"Wróg zaatakował lotniczym pociskiem kierowanym Ch-59 z przestrzeni powietrznej okupowanej części obwodu chersońskiego i 89 dronami szturmowymi Shahed z okolic Jejska, Sieszczy, Kurska i Primorsko-Achtarska (w Rosji). Głównym kierunkiem ataku był obwód kijowski!" - zaznaczył Ołeszczuk.
Generał podkreślił, że wszystkie atakujące drony zostały wykryte przez radary Sił Powietrznych i strącone. Zestrzelony został również pocisk Ch-59 użyty przez wojska rosyjskie do ataku na obwód mikołajowski na południu Ukrainy.
Mobilne grupy ogniowe całych Sił Obrony Ukrainy, lotnictwo taktyczne Sił Powietrznych i lotnictwo Wojsk Lądowych, jednostki rakiet przeciwlotniczych i walki elektronicznej Sił Powietrznych były zaangażowane w odparcie ataku powietrznego.
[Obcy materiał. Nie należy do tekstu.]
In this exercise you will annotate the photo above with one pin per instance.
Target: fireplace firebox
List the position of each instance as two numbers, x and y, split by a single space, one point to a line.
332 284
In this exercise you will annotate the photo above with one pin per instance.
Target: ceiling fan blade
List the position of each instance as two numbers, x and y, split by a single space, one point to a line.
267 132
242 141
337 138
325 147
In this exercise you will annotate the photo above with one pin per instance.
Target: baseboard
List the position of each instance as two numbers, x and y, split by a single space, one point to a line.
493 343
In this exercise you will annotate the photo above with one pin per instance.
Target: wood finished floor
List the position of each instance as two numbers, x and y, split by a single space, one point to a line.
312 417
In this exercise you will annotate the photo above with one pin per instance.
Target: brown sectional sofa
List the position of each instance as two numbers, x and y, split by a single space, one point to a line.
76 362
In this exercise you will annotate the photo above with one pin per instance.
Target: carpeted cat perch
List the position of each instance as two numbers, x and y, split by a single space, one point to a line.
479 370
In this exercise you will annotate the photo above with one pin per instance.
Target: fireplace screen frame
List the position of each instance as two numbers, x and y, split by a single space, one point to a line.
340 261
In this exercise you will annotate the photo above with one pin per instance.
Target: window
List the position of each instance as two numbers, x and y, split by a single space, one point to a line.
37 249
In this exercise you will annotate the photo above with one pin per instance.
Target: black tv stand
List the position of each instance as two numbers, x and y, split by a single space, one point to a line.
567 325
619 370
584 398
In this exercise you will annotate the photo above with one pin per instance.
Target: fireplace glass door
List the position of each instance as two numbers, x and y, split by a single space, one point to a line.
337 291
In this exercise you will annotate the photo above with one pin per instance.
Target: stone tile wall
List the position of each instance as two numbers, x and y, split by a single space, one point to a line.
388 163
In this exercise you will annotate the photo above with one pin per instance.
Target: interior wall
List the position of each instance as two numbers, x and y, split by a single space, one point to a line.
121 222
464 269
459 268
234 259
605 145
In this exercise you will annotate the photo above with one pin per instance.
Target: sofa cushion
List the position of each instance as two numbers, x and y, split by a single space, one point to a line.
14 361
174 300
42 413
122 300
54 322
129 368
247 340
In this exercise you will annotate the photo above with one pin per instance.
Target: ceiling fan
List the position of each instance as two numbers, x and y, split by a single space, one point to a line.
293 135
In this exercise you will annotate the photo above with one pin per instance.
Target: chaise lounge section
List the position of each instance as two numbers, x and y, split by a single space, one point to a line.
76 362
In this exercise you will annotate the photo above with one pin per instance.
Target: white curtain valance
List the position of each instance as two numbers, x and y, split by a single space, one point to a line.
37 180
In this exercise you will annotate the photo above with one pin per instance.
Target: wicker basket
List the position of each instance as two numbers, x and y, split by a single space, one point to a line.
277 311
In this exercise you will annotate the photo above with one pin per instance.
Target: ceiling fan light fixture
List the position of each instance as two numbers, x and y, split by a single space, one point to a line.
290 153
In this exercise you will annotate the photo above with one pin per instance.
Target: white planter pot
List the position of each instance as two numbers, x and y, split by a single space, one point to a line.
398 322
"Był to jeden z najbardziej zmasowanych ataków z użyciem bezzałogowych samolotów uderzeniowych Shahed-131/136. Wróg użył takiej samej liczby Shahedów w noworoczną noc na 1 stycznia 2024 roku. Podobnie jak wtedy, tak i dziś ukraińska obrona powietrzna wytrzymała i odparła zmasowany atak wrogich dronów" - oświadczył generał Ołeszczuk.
Wcześniej szef administracji wojskowej stolicy Ukrainy Serhij Popko poinformował, że obrona powietrzna zniszczyła ostatniej nocy ponad 40 bezzałogowców nad Kijowem i jego obrzeżami.